Today, just what the doctor ordered for every Celtic fan; former Scotland manager, EBT recipient and now professional rent-a-quote Alex McLeish is bumping his gums on what our club’s needs are. I really do wish these people would stop headline chasing by telling us what it is that we should be doing. They have nothing to say that we want to hear.

McLeish is a particularly bad example of this, because he does it from the perspective of a bona fide enemy of our club and, I would go so far as to even say, the game itself. I cannot stand the guy and think his elevation back to the job he once walked out on without a backwards glance sums up every single thinks that stinks about Scottish football.

That is a view not in the least improved by knowing that it was either him or Walter Smith, of course, who also walked out of the job once … but of course, the media forgave him for that because of where he went and so lost any right they had to demand loyalty from McLeish or anyone else. It’s a superb example of how this game bent to Ibrox, setting a horrible precedent, which we subsequently came to regret.

McLeish is talking about Jota, of course, and if he had expressed an original thought I might not be so pissed off by it, but all he’s parroted is that Celtic should sign him as he’s worth the money. D’uh. For many of you was that a breakthrough thought? It’s certainly not something that has suddenly, and sharply, focussed minds inside Celtic where they’ve been working on the deal for weeks because – guess what? – they think he’s worth it.

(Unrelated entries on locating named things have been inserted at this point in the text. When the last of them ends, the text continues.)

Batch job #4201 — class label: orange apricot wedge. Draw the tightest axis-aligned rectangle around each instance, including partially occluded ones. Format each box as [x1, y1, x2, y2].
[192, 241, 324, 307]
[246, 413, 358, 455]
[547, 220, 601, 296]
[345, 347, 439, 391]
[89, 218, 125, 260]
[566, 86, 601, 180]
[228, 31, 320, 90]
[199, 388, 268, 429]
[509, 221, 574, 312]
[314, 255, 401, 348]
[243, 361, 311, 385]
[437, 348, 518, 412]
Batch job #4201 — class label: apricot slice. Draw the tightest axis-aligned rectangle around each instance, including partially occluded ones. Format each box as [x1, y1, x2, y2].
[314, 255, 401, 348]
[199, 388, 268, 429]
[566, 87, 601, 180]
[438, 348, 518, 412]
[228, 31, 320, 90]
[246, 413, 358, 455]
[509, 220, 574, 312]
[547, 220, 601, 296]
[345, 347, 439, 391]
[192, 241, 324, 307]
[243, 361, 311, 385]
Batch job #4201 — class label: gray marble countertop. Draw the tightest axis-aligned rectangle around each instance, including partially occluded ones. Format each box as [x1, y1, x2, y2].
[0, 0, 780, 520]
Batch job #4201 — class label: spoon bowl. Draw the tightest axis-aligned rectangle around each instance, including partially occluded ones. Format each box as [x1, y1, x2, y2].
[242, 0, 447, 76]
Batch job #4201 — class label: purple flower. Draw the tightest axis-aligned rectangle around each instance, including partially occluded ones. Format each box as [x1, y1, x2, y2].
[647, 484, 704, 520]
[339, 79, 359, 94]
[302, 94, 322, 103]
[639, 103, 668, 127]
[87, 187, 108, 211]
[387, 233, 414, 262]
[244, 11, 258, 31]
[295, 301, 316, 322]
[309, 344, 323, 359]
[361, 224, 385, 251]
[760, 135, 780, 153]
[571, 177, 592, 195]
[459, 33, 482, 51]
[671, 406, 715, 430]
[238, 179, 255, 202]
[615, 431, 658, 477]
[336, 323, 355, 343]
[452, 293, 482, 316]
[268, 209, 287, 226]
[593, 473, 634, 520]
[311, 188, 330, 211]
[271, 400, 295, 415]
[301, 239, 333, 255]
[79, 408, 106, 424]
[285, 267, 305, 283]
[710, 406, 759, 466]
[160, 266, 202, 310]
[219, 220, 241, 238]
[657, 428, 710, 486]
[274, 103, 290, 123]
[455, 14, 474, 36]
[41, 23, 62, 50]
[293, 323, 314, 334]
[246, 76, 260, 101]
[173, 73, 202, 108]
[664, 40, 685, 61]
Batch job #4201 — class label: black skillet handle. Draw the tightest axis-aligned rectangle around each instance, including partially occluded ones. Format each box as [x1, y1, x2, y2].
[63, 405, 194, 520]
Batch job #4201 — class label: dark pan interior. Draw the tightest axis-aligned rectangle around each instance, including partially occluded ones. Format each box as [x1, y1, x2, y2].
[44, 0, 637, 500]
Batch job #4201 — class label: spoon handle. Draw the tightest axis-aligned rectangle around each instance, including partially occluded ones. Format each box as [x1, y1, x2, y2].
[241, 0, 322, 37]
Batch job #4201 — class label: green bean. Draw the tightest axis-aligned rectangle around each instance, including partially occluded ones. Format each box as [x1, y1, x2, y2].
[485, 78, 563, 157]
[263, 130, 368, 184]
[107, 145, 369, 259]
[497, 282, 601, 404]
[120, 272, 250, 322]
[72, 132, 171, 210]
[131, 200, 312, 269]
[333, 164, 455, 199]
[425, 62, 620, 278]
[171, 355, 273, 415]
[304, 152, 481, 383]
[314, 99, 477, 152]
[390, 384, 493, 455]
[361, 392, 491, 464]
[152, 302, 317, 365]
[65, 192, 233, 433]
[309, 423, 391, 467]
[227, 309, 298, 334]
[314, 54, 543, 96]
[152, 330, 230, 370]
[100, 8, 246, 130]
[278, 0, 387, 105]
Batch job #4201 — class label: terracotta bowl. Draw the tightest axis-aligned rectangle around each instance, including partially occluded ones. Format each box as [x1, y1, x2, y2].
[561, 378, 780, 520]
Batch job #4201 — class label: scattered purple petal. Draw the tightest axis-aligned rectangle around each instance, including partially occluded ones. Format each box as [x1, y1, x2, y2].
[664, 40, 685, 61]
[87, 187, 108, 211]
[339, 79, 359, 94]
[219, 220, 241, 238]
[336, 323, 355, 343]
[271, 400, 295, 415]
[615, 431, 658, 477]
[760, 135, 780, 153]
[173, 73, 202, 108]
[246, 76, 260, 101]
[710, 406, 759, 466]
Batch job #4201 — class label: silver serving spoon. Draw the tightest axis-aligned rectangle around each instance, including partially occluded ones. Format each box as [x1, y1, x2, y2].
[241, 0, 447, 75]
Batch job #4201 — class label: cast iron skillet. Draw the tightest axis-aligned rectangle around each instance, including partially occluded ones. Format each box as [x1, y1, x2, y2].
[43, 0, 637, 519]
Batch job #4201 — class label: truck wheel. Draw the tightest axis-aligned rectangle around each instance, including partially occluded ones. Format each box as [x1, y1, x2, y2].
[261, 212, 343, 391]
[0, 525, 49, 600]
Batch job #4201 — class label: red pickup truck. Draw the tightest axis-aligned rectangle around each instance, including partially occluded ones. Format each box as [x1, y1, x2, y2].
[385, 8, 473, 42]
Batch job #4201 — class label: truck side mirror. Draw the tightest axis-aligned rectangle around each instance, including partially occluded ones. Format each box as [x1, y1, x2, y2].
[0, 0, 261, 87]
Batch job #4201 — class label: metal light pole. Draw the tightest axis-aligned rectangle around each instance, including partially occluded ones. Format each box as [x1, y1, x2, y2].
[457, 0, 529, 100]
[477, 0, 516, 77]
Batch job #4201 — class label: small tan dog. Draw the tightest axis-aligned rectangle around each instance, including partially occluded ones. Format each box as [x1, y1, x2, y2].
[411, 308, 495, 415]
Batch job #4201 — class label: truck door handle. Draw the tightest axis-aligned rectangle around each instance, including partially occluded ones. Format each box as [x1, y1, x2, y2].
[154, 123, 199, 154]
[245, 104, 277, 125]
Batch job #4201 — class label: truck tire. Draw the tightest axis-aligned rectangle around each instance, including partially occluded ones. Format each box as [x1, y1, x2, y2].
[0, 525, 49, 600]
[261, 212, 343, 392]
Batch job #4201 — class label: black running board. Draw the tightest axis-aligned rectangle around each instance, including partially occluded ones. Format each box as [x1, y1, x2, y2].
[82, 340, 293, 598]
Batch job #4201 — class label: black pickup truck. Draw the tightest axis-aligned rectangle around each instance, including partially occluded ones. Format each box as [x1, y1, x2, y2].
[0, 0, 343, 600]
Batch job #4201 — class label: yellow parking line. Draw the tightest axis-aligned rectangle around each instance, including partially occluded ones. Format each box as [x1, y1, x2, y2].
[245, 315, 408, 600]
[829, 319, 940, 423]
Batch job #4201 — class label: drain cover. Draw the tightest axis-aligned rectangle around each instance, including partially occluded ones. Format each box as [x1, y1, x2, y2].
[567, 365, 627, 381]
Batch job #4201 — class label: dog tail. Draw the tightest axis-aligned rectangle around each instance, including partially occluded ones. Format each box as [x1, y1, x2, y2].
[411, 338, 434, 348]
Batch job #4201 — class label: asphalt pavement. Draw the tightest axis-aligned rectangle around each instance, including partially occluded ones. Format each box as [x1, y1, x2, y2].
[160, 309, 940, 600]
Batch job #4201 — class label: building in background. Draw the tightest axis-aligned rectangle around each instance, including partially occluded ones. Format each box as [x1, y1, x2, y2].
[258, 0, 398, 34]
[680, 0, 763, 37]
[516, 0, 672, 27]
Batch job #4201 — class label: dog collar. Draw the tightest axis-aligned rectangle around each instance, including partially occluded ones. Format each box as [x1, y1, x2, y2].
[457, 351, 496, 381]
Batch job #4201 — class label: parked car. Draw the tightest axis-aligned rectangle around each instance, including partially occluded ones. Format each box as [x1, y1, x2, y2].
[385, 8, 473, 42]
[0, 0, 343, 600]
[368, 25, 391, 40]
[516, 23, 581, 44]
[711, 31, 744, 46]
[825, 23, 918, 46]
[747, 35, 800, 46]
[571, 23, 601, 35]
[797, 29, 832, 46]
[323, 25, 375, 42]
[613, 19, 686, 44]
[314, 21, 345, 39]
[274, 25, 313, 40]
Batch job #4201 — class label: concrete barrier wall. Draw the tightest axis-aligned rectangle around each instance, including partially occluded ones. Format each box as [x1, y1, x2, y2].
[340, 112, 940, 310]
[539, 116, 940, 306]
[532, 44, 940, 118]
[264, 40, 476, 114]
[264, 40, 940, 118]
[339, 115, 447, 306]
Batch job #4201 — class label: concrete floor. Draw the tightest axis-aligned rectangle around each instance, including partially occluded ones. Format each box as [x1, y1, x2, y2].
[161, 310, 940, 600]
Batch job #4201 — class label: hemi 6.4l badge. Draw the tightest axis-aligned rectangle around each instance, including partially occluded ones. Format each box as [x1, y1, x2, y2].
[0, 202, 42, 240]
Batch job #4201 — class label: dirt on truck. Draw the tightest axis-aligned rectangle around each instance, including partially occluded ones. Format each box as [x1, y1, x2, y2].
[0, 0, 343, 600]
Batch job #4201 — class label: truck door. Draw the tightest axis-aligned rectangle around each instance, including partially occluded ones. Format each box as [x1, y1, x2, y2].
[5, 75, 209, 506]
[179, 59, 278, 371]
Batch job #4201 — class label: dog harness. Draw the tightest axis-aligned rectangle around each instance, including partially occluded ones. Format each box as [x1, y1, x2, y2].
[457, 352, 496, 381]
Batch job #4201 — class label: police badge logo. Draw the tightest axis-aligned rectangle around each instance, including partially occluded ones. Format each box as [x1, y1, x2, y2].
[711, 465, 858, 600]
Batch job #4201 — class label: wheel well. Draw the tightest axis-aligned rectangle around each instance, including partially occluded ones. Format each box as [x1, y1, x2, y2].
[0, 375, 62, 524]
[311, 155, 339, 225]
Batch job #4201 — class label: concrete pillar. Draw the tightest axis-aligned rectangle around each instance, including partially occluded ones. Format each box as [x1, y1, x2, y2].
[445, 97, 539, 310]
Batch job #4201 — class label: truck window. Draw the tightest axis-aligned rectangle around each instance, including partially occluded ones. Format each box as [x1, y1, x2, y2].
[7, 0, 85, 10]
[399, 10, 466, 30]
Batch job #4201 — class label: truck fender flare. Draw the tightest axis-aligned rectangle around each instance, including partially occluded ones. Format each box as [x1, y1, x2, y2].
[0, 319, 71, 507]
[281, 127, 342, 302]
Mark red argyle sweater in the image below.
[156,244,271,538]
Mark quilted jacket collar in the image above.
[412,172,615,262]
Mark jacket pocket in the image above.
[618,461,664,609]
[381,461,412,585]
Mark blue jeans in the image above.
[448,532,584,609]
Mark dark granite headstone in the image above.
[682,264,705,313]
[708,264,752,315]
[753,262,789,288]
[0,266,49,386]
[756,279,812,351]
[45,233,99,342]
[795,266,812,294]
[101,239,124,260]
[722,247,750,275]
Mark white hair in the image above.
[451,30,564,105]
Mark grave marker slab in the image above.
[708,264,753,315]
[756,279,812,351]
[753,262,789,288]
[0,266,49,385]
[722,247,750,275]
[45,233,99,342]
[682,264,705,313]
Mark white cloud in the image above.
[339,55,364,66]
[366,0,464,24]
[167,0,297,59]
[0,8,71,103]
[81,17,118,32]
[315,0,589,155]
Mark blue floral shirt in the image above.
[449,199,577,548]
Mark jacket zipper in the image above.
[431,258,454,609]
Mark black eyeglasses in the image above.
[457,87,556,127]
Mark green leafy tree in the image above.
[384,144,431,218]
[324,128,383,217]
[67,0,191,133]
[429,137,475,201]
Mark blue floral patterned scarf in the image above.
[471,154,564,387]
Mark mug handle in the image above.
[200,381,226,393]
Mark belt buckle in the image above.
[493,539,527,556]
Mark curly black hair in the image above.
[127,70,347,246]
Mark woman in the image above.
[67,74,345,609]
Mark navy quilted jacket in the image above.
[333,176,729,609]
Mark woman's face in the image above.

Part of this isn’t about McLeish of course, but just the media’s general belief that any opinion that comes from these alleged “elder statesmen” of the game is somehow worth publishing even when it doesn’t even meet the acceptable standard needed to start a debate in a pub beer garden. This is one of these occasions, the expression of an idea so vacuous and without merit that it might as well have been produced by one of those AI writing systems which apparently threaten the fabric of journalism itself. I feel oddly secure in spite of them.

But what burns of course is that someone who has no love for our club whatsoever is giving a Mount Olympus lecture to the manager who just won a double. Even if he had something to say, instead of blowing empty air, who genuinely gives a toss about anything coming out of the mouth of this tax swindler who knew rules were being broken at his club and somehow still landed a gig with the agency which was supposed to be monitoring and policing that?

Scottish football stinks to high heaven at times.